The district court initially agreed with Standard and reviewed the case for abuse of discretion, referencing the precedent set in Snow v. Standard Ins. Co., which established that similar policy language conferred sufficient discretion. However, subsequent rulings in Kearney v. Standard Ins. Co. altered this perspective, interpreting the same language as ambiguous and thus requiring de novo review for benefit denials.

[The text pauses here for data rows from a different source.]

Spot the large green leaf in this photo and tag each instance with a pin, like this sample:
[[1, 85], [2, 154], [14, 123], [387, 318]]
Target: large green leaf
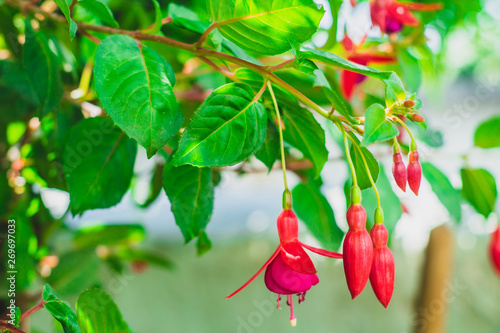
[[269, 152], [191, 194], [487, 134], [97, 313], [377, 127], [304, 133], [315, 210], [266, 27], [98, 164], [361, 173], [479, 189], [446, 193], [42, 68], [226, 129], [64, 6], [134, 85], [99, 10], [60, 310]]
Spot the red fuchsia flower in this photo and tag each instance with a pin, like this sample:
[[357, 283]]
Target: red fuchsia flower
[[357, 250], [495, 250], [414, 172], [382, 273], [390, 16], [290, 271], [349, 80], [399, 170]]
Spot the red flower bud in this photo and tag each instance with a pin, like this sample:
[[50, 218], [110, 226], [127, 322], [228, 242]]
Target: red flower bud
[[495, 250], [414, 172], [409, 104], [358, 251], [417, 118], [382, 272], [399, 171]]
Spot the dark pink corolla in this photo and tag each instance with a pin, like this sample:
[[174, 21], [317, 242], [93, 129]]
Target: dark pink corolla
[[289, 270]]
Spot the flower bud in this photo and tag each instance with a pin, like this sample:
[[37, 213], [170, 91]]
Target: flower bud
[[382, 270], [358, 251], [414, 172], [399, 171], [417, 118], [409, 104], [495, 250]]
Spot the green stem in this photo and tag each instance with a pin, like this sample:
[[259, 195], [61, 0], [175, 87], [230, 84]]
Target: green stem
[[280, 130]]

Standard attempted to differentiate its policy from those in Kearney and Snow by pointing to a provision requiring claimants to provide written authorization for obtaining necessary records to determine eligibility. It argued this provision conferred adequate discretion for an abuse of discretion standard of review. Standard cited cases such as Eley v. Boeing Co. and Bogue v. Ampex Corp. to support its position that language indicating a determination of eligibility grants sufficient discretion for such a review standard. Ultimately, the Ninth Circuit affirmed the district court's ruling in favor of Newcomb.
Two prior cases are distinguishable from the current case regarding the standard of review for a denial of benefits. In Kearney, the court noted that discretion is only valid where it is explicitly retained by the administrator, a condition not met here. The term "determine" in the policy does not establish such discretion; instead, it simply indicates the requirement for the claimant to authorize the release of records. Consequently, the appropriate standard of review is de novo.
Under de novo review, the key issue is whether there is a genuine dispute over Dr. Newcomb's disability. Standard Insurance challenges Dr. Newcomb's claim based on the assessment of Dr. Zivin, an independent medical expert. However, the district court found that Dr. Zivin's opinion was insufficient to counter the substantial evidence presented by Drs. Desmond, Hammond, and Petajan, who concluded that Dr. Newcomb's right-sided weakness prevented him from continuing his surgical practice. This was further supported by Hospital Administrator Marley Jackman’s recommendation for Dr. Newcomb's permanent medical leave.
Despite the district court initially applying an abuse of discretion standard, its findings still align with the requirements of a de novo review. Standard's argument that the district court improperly weighed evidence is moot, as this is a necessary step in a de novo review. Therefore, there is no need for a remand, and the district court's judgment is affirmed.